Is Airplane Safety Getting Worse?

There has been a string of high-profile airplane disasters over the last year or 2, resulting in it being a regular topic in the media. The dominant story is that of the disappearance of MH370. Just 4 months later the same airline suffered another disaster when MH17 was shot down over Ukraine and further fatal accidents in the year since then have caused many to question airplane safety.

Is safety getting worse or has it been an unlucky couple of years? I seek to explore the statistics and answer these questions.

The number of accidents and fatalities

Accidents and Fatalities3

This is the basic place to start the analysis.
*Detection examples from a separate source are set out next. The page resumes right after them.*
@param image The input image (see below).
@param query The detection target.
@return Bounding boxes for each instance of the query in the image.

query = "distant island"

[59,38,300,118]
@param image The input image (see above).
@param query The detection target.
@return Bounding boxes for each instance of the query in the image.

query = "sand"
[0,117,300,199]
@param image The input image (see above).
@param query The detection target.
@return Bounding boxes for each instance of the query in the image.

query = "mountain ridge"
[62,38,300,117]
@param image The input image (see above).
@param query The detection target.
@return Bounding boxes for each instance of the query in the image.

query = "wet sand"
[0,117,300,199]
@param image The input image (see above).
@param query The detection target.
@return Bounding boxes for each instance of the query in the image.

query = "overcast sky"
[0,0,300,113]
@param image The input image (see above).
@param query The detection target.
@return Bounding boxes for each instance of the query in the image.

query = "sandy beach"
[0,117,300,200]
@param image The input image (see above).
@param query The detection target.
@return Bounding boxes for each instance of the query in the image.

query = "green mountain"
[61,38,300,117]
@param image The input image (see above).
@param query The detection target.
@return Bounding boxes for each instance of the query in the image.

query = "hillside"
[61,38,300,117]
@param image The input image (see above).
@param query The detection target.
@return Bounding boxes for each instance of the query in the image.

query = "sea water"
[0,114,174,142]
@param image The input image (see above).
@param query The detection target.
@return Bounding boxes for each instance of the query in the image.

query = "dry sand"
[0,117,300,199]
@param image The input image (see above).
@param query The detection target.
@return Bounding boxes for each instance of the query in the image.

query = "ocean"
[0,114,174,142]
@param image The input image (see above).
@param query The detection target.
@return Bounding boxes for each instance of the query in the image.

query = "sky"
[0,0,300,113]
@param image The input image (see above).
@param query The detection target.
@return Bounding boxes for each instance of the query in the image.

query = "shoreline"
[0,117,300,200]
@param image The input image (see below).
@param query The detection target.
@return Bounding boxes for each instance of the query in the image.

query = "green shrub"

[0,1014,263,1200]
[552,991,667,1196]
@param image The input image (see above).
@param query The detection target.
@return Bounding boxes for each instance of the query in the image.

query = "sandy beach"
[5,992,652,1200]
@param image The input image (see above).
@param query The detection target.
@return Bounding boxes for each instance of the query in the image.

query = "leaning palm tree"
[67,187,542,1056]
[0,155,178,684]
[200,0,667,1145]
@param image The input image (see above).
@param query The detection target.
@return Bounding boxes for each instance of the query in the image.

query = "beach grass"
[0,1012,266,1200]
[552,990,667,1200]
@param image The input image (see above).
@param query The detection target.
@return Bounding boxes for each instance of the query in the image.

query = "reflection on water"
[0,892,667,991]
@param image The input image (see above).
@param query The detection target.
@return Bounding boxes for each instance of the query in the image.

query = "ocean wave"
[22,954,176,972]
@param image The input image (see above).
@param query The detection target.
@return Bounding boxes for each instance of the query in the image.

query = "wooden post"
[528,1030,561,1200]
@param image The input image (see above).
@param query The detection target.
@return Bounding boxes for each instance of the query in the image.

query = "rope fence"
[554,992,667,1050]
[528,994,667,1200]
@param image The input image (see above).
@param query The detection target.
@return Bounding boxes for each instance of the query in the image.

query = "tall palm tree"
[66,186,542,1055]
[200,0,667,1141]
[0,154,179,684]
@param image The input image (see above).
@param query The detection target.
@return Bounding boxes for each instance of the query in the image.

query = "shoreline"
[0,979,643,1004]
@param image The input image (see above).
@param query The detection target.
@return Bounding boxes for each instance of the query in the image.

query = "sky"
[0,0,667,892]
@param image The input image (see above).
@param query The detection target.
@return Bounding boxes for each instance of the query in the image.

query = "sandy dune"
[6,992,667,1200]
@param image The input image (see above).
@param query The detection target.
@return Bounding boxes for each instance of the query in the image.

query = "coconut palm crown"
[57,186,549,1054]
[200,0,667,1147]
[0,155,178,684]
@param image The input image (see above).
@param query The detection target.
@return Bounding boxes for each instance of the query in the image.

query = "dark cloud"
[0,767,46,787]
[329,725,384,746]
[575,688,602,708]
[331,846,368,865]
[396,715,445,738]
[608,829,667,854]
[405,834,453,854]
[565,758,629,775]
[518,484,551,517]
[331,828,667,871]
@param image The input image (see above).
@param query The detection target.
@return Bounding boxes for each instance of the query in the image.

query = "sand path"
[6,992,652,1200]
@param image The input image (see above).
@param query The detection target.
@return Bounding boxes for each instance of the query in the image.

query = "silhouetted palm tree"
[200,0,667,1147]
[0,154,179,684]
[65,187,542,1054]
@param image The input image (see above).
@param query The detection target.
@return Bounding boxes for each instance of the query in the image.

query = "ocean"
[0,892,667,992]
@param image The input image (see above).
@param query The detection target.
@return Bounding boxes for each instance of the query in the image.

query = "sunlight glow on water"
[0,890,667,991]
Unfortunately we don’t have statistics for the whole of 2015 yet, but it seems that 2014 is perceived as the anomaly in most people’s minds so we can look at that.
The number of fatalities in 2014 (691) was indeed high compared to the previous few years, but 537 of them came in just 2 accidents (MH370 and MH17) and the number of fatal accidents (20) was a record low for over 70 years.

Since the 1970s, there is a clear downward trend in the number of fatalities and accidents. Given that the number of accidents in general is not large and the number of fatalities per accident can vary wildly, this trend can often get hidden by seemingly anomalous years. Thankfully a simple look at the graph above confirms that there’s no need to worry about the overall trend.

One might think there should always have been a downward trend including in the early years of aviation, yet we see that from 1942 to 1970 there is an obvious increase in incidents and fatalities. Thankfully this doesn’t mean that everyone was getting more careless for 30 years, because it is easily explained by the change in the number of flights and number of passengers.

How the change in air traffic affects the statistics

Passenger Trends3

The statistics for the number of passengers and distance travelled are not easily available, but from a number of sources I’ve found a few useful figures to get a rough idea. In 1950 there were 31 million passenger journeys, and this increased more than 100-fold to 3.3 billion in 2014. The average journey distance has also doubled in that time, meaning that total passenger kilometres travelled increased 200-fold from 28 billion in 1950 to 6 trillion in 2014.

Let’s see what happens to the safety records when we take into account this huge increase in plane usage

Accidents and Fatalities per Passenger Kilometre3

This graph demonstrates that over the last 70 years, safety has increased by gigantic proportions. So much that we need to zoom in on the last 20 years to see the recent trend.

Accidents and Fatalities per Passenger Kilometre Zoomed3

Even looking at the last 20 years, the downward trend is very obvious. The relatively high casualties of 2014 suddenly don’t seem like an issue at all, because clearly safety is still improving massively.

Over the last 5 years, one person died every 9.5 billion kilometres flown. That’s the equivalent of flying from New York to London 1.7 million times. Feel any safer now?

Other modes of transport

Just to put your minds at ease once and for all, let’s compare to other modes of transport. To gather these statistics I found as many figures as possible from different sources and took an average

Modes of Transport3

Airplanes are clearly an extremely safe way to travel a given distance. Of course you tend to travel larger distances by plane but if you want to get somewhere then a plane is the best choice by far.

While around 1.24 million people die in road accidents every year, less than 1000 die in airplane accidents. All the statistics say that stepping into a car is more risky than stepping into a plane. In fact, if the statistic were available you’d probably find that getting to the airport and navigating through the terminal is more dangerous than the flight itself.

Why are we so scared then?

  1. The media. Every plane crash is huge news, even if nobody dies. A car crash won’t make it to the bottom of the website unless it involves at least 5 cars and 10 deaths. This results in a huge misrepresentation the relative dangers.
  2. Travelling faster feels more dangerous. The faster you go, the harder a vehicle is to control (not really true in planes) and any crash is much worse.
  3. The feeling of helplessness. A plane is a life support machine once we’re mid-flight and we need it to survive, which causes us to believe that there must be a greater risk. Fortunately this machine is incredibly reliable.

I hope you’re all a bit more reassured about plane safety now, and just remember that although there will be fatal crashes in the news occasionally, each year hippos kill 3 times more people than planes do.